Рут с матерью заключили пакт, гласный или негласный, о том, что никто из них не станет общаться со мной, и нарушить этот пакт мать не может. Мать зависит от Рут, во всех смыслах зависит. Мать должна выражать благодарность Рут, мать благодарна Рут за то, что та исполняет все ее желания, и мать исполнит желание Рут не общаться со мной. Если я позвоню, мать не должна отвечать. Если же мать ответит на мой звонок, это может иметь последствия, Рут оскорбится и отдалится от нее, так рисковать матери нельзя.
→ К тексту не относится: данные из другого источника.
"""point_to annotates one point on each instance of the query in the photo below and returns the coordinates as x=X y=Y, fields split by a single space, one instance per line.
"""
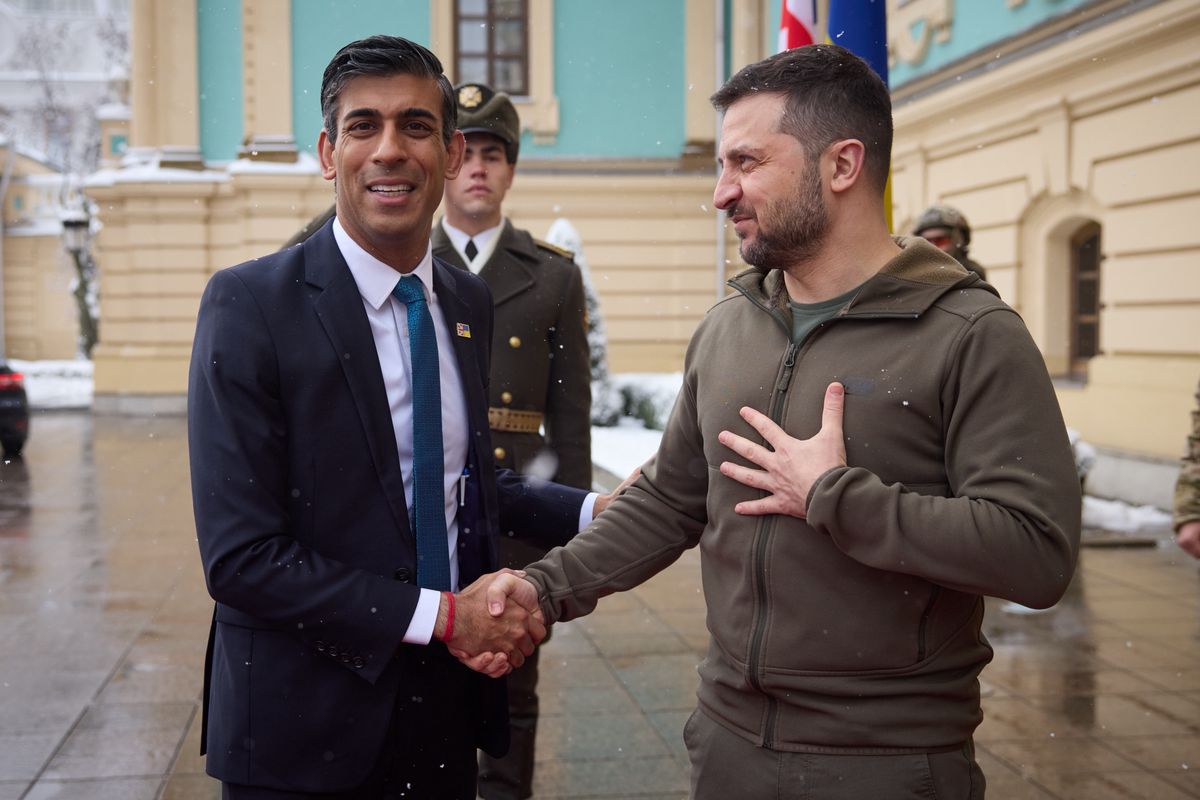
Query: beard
x=797 y=230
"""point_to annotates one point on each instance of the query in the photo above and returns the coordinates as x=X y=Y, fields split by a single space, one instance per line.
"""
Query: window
x=1085 y=296
x=491 y=44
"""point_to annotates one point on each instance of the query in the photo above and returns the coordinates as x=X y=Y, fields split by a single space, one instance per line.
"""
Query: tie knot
x=408 y=290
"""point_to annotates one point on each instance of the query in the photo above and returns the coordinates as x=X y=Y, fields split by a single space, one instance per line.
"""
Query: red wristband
x=449 y=631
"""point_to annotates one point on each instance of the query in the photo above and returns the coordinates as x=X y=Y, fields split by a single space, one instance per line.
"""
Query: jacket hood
x=904 y=287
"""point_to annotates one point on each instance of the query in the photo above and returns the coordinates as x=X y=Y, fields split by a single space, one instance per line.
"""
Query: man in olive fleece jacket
x=847 y=453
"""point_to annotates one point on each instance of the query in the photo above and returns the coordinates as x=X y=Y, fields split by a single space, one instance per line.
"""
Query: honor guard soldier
x=540 y=400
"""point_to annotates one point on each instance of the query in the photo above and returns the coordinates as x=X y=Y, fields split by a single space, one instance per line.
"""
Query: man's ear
x=325 y=151
x=455 y=155
x=847 y=157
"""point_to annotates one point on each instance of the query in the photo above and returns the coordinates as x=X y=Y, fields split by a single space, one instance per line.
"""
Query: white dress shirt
x=389 y=326
x=485 y=242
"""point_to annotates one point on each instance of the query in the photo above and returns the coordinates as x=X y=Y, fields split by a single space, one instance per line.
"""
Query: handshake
x=493 y=624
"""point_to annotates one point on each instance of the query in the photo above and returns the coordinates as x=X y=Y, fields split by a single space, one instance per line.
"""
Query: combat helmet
x=945 y=216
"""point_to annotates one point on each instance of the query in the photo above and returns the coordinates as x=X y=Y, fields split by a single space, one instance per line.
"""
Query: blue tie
x=429 y=465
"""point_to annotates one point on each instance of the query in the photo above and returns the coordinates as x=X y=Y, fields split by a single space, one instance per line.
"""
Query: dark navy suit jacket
x=301 y=521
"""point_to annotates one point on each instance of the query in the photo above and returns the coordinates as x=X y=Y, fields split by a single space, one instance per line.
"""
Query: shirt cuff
x=586 y=510
x=425 y=617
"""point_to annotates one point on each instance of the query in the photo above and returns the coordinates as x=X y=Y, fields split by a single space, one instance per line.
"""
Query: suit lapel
x=456 y=310
x=340 y=310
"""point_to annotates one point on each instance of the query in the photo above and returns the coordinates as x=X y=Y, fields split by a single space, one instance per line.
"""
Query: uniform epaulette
x=555 y=248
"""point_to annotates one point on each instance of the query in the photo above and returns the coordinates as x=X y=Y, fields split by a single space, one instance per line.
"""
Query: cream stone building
x=1068 y=131
x=37 y=316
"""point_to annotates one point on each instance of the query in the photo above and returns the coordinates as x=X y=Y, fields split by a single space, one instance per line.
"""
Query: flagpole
x=719 y=275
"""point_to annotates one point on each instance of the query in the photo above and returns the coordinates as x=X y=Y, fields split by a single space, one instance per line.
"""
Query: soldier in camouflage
x=948 y=229
x=1187 y=489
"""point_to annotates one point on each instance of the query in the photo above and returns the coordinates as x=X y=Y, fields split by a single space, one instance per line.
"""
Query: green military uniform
x=540 y=368
x=1187 y=488
x=541 y=377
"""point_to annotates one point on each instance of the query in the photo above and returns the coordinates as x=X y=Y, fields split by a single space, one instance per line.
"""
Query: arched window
x=1085 y=296
x=491 y=44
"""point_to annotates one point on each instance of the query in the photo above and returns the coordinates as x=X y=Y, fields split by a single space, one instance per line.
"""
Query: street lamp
x=76 y=235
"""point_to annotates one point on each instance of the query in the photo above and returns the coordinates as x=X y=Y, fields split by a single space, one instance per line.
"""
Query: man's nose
x=475 y=167
x=390 y=146
x=726 y=193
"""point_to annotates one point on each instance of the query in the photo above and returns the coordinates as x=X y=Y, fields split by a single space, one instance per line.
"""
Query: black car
x=13 y=411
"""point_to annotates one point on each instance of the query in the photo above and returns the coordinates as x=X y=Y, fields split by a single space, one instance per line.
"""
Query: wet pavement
x=103 y=620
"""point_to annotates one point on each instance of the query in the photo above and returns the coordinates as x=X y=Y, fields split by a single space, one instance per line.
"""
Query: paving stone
x=103 y=621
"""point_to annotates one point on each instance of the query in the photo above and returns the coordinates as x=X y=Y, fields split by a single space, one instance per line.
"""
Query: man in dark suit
x=541 y=377
x=311 y=400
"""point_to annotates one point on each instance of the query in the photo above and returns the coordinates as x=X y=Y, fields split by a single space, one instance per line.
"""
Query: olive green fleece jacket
x=858 y=629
В моем воображении Рут строгая. Вероятно, Рут задается вопросом, не думает ли мать обо мне чаще, чем старается показать. Возможно, Рут боится, что мать тоскует по мне, подобно супруге, ради спасения брака простившей измену мужа, которая впоследствии мучается вопросом, не мечтает ли ее благоверный по-прежнему о любовнице, лишь утраченным владеешь вечно. Как же это горько для верного, жертвующего собой ребенка, когда родители тоскуют по блудному сыну. Думаю, впрочем, что здесь все иначе. Думаю, в людях, которые проводят много времени вместе, развивается взаимная зависимость, хотя она порой мешает и досаждает, подобно цепям, которые сложно разорвать, особенно если они давят на лодыжку или горло, туда, где кожа тонкая.
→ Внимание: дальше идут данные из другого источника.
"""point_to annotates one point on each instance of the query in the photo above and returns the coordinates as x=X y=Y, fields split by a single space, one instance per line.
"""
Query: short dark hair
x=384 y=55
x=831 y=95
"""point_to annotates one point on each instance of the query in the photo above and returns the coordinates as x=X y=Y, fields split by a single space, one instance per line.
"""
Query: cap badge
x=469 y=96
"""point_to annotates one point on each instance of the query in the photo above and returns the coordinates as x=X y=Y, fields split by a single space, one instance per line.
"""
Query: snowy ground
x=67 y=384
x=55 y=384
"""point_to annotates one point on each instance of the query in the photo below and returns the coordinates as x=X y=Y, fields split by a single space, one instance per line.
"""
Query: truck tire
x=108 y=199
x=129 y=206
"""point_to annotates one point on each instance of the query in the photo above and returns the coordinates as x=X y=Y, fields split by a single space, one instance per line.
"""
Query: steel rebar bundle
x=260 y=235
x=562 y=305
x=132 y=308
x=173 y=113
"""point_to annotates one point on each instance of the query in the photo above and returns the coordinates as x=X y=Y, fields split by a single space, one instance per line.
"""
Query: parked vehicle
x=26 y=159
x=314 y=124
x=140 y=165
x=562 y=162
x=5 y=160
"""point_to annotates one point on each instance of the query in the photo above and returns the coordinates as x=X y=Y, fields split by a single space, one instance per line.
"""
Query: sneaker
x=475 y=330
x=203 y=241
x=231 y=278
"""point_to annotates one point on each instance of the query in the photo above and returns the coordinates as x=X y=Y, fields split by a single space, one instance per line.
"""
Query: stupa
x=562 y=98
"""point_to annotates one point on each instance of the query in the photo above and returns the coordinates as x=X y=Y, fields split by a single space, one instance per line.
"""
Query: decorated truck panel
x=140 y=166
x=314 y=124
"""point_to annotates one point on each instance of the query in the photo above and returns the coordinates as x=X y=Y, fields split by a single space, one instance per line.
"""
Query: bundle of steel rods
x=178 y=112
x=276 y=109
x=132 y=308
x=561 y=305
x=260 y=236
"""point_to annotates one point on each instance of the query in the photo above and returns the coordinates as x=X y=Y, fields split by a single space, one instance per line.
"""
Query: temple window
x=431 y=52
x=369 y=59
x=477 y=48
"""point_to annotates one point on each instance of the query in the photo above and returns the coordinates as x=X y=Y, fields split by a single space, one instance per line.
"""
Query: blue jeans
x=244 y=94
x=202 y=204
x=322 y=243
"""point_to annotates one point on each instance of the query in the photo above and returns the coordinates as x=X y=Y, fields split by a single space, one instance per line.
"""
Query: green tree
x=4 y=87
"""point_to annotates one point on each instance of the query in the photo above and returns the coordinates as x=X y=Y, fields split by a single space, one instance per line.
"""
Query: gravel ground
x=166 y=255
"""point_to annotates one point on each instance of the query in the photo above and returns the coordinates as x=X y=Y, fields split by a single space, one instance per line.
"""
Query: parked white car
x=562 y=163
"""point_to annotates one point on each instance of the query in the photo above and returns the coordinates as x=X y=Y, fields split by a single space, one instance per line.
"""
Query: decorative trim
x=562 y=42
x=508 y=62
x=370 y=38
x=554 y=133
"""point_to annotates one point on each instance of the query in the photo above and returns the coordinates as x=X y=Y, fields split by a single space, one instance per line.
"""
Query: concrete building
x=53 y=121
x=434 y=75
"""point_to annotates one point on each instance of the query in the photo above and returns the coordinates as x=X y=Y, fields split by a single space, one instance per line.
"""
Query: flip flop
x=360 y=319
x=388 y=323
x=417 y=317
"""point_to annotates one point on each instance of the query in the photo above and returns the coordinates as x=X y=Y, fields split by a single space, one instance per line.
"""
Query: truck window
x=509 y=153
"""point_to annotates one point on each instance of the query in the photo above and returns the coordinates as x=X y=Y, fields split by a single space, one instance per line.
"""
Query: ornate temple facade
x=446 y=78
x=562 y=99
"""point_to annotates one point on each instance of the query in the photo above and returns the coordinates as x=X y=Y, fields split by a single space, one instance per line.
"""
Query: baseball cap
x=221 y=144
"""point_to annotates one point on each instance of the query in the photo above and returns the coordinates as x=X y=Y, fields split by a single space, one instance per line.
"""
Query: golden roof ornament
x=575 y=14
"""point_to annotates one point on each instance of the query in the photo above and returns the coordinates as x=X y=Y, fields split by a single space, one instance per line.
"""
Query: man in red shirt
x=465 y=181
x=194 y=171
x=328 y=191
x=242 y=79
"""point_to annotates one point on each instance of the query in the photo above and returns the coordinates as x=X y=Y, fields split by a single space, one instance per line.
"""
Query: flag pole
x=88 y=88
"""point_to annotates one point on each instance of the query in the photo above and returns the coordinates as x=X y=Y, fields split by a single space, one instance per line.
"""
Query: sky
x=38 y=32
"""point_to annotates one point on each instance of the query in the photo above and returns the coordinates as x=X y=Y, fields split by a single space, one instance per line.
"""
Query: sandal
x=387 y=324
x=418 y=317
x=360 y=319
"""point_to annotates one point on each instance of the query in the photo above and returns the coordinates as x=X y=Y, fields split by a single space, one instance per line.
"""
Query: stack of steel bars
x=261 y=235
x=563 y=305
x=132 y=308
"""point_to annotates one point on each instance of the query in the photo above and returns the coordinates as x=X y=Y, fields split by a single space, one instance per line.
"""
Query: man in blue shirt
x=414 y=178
Мать сидит перед камином в доме моей сестры, в комнате лишь они вдвоем. Рут предлагает матери еще бокал портвейна, чтобы спалось крепче, и мать соглашается, хуже не будет. Скоро они разойдутся по комнатам, завтра их ждет новый день, особенно Рут, ведь ей на работу. По пути туда она подбросит мать до дома номер двадцать два по улице Арне Брюнс гате, но пока в доме моей сестры тихо и спокойно, они вдвоем сидят возле камина. Способны ли они открыться друг другу в такой момент, насколько хватит их честности? Готова ли мать доверить Рут самые сокровенные свои мысли, если мысли эти – обо мне? Нет. Там, возле камина, между ними повисает недоговоренность, может, я просто не хочу дарить им покой? Но скорее всего, они думают в унисон, там, перед камином, они дышат покоем, и тем лучше для них.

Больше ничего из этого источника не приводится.